Tout commentaire serait déplacé après de tels accens ; mais qui de nous ne connaît maintenant, comme pour avoir lu dans leur cœur, le génie-femme dans Lucile et l’homme de sentiment dans Chênedollé[1] !


SAINTE-BEUVE.

  1. Treize ans après il écrivait, l’ayant toujours présente, mais dans une nuance adoucie : « 16 septembre, 9 h. 1/2 du soir (1817). — Il a fait une journée aussi belle, aussi chaude, aussi brûlante qu’hier, et voilà une soirée tout aussi admirable. Le ciel surtout, ce soir, après le coucher du soleil, était d’une beauté suprême ; l’œil se caressait à le regarder.
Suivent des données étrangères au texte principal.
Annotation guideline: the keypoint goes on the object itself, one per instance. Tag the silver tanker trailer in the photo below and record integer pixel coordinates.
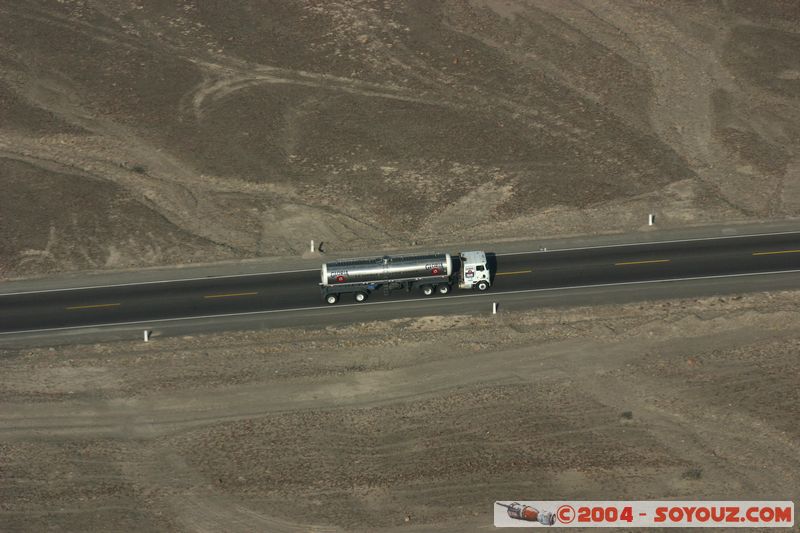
(430, 273)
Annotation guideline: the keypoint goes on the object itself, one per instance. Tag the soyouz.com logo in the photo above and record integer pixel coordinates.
(629, 514)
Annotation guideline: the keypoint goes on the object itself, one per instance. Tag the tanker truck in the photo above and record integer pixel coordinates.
(428, 273)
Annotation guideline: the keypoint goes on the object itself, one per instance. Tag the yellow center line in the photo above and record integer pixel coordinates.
(230, 295)
(642, 262)
(91, 306)
(778, 252)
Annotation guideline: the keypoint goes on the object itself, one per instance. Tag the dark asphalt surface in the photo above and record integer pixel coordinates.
(299, 290)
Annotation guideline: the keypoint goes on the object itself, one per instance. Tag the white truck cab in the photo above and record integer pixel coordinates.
(474, 271)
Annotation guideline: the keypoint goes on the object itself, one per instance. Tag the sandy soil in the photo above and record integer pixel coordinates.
(412, 424)
(148, 133)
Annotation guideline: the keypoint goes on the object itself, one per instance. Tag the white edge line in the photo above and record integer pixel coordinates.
(159, 281)
(650, 242)
(270, 311)
(316, 269)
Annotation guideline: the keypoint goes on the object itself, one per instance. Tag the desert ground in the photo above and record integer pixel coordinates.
(150, 133)
(413, 424)
(137, 134)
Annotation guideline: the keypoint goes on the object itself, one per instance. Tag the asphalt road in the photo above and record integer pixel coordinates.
(513, 274)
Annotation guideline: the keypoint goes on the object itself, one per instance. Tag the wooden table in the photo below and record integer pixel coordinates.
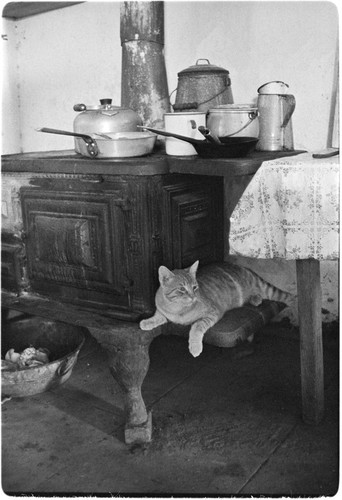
(290, 211)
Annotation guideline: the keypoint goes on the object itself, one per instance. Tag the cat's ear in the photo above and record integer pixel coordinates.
(164, 274)
(193, 269)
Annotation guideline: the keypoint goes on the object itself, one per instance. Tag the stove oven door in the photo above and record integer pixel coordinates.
(75, 237)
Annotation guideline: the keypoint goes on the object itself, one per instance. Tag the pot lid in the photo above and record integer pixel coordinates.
(203, 68)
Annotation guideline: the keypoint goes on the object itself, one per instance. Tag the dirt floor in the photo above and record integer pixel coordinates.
(227, 423)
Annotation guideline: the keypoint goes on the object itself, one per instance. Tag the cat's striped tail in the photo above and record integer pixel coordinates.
(272, 292)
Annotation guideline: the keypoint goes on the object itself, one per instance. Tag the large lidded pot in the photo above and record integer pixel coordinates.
(103, 119)
(202, 86)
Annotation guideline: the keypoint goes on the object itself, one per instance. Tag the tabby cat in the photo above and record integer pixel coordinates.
(200, 299)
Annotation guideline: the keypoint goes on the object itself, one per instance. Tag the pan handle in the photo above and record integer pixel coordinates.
(91, 144)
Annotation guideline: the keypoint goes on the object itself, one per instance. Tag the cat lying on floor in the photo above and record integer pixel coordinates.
(200, 299)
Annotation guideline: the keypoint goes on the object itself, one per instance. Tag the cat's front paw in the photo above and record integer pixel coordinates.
(146, 324)
(195, 348)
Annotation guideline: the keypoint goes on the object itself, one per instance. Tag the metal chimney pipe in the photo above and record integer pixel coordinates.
(143, 82)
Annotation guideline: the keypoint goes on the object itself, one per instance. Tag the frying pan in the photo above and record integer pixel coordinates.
(229, 147)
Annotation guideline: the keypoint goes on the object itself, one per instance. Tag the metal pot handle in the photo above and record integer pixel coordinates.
(91, 144)
(252, 115)
(202, 60)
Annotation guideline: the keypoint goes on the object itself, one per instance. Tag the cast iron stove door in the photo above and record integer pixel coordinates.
(75, 246)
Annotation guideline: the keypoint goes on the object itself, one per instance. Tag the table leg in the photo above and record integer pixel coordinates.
(311, 349)
(128, 354)
(233, 186)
C’était une couleur si douce, si suave ! un mélange de lumière, de blancheur, d’opale et d’azur, tout cela fondu dans une teinte d’un charme inexprimable : ce devait être là, comme le disait si bien Mme de Caud, la couleur de l’Olympe. » — Je trouve encore indiquée, comme souvenir d’elle, une conversation ravissante sur la musique, qu’elle sentait à la manière des anges ; sur les fleurs, et les oiseaux qu’elle préférait aux fleurs, parce qu’ils étaient plus près du ciel.